Spurensicherung der Polizei am Tatort im Außenbereich eines Fast-Food-Restaurants. Hier sind durch Schüsse drei Personen verletzt worden.

Spurensicherung der Polizei am Tatort im Außenbereich eines Fast-Food-Restaurants. Hier sind durch Schüsse drei Personen verletzt worden.

Festnahme nur zweieinhalb Stunden nach der Tat

Bereits zweieinhalb Stunden nach den Schüssen in der Ruhrgebietsstadt Oberhausen nahmen Polizisten einen 40-jährigen Mann in Gelsenkirchen vorläufig fest. Er soll bei der Tat anwesend gewesen sein, aber nicht geschossen haben. Er saß am Sonntag noch in Polizeigewahrsam.

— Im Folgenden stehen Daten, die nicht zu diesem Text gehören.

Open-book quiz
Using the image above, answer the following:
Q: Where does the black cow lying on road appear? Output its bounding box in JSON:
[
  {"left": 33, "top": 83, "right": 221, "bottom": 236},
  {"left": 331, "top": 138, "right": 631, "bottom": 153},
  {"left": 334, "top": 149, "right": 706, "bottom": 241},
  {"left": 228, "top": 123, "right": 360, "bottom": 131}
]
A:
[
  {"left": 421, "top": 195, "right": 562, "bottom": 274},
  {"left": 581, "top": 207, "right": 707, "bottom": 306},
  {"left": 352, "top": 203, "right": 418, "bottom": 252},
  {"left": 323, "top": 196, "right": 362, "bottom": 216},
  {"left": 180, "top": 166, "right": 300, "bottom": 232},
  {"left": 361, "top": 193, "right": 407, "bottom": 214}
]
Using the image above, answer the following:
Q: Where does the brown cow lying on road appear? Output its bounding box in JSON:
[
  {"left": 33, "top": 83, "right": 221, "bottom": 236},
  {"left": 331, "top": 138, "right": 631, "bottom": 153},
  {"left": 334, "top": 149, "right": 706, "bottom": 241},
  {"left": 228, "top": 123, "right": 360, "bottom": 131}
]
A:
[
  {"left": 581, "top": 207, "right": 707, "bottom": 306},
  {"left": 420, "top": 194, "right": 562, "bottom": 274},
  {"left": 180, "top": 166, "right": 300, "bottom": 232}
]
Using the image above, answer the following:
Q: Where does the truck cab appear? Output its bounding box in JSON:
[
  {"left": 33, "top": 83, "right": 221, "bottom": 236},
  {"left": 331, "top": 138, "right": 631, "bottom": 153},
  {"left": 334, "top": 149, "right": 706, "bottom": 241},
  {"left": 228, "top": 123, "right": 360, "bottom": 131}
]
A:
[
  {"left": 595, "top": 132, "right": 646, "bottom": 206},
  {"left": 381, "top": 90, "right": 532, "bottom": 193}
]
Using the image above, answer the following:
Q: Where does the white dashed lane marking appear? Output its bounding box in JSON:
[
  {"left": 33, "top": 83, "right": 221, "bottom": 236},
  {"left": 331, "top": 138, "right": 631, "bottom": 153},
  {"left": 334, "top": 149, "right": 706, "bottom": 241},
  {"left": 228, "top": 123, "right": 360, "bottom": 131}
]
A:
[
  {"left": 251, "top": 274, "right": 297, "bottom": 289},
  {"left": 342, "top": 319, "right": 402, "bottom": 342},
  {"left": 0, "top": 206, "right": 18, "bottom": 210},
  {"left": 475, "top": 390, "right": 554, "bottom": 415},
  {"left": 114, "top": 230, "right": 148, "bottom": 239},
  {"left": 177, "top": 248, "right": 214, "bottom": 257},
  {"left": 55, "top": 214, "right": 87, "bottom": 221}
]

Unterdessen lief die Fahndung nach dem mutmaßlichen Schützen mit Hochdruck weiter. Der tatverdächtige 51-jährige wohnt in Essen und besitzt nach Angaben der Staatsanwaltschaft die türkische Staatsangehörigkeit. Bei einer Durchsuchung trafen die Einsatzkräfte den Gesuchten nicht an. Nähere Angaben zur Schusswaffe machte die Staatsanwaltschaft zunächst nicht.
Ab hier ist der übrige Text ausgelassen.